Facebook has come a long way when it comes to treading the thin line that separates privacy respect from privacy abuse. However, it can be argued that there’s a difference between advertising seen on a screen and advertising that enters an embodied, immersive space!

The Test Isn’t Going as Planned

So how is the test going? So far, the only developer who agreed to be part of the test has backed out. Blaston players, which is not a free-to-play game, was review bombed, and the developer has pulled out.

According to Road to VR, the developer won’t go ahead with adverts in Blaston but are considering it for one of their free-to-play games.

Why We Should Resist Advertising in Headsets

While the idea of real-world advertising within VR applications isn’t necessarily bad by itself, this is a road that leads to dark times for VR fans. The Oculus Quest was designed to be the VR equivalent of a gaming console. Imagine that you pay $300 for a gaming console, buy your games outright and then have to deal with third-party advertisements.

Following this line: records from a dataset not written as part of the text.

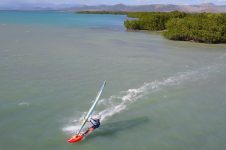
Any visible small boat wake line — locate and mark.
[63,55,226,133]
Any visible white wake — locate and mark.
[63,57,224,133]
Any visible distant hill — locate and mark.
[0,2,226,13]
[70,3,226,13]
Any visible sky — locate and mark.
[0,0,226,6]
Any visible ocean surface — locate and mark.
[0,11,226,150]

While adverts in free-to-play games are acceptable in my view, premium software should never subject users to it. In VR, it’s even worse since it feels like an invasion of your own personal space. VR is qualitatively different from the flat screen, and advertising feels different in that context. 

An Ad-Free Revenue Model

So, is an ad-free Quest experience not financially viable? Facebook may think so for all we know. However, if we use game consoles as an analogue, it does seem viable. The hardware maker and platform owner get a share of every game sold. Developers can keep things going with paid expansions and optional microtransactions.

We also shouldn’t forget that Oculus recently introduced subscription services for apps, which is yet another more subtle stream of income. In the face of this and the rapidly growing Quest install base, I really think that advertising isn’t necessary to make the Quest profitable, and it’s definitely something that can detract from the experience.

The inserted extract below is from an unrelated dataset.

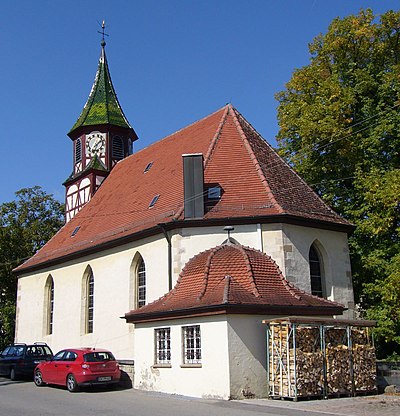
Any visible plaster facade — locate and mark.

Could Ads Be a Good Thing?

Playing devil’s advocate for a minute, are there any advantages to having in-headset advertising? As with other game platforms, real-world advertising makes sense in some titles where advertising would be part of the world anyway. It also offers a way to finance free-to-play titles. Quest games are expensive, so for many users, it could be a way to have more to play in return for putting their eyeballs on some ads.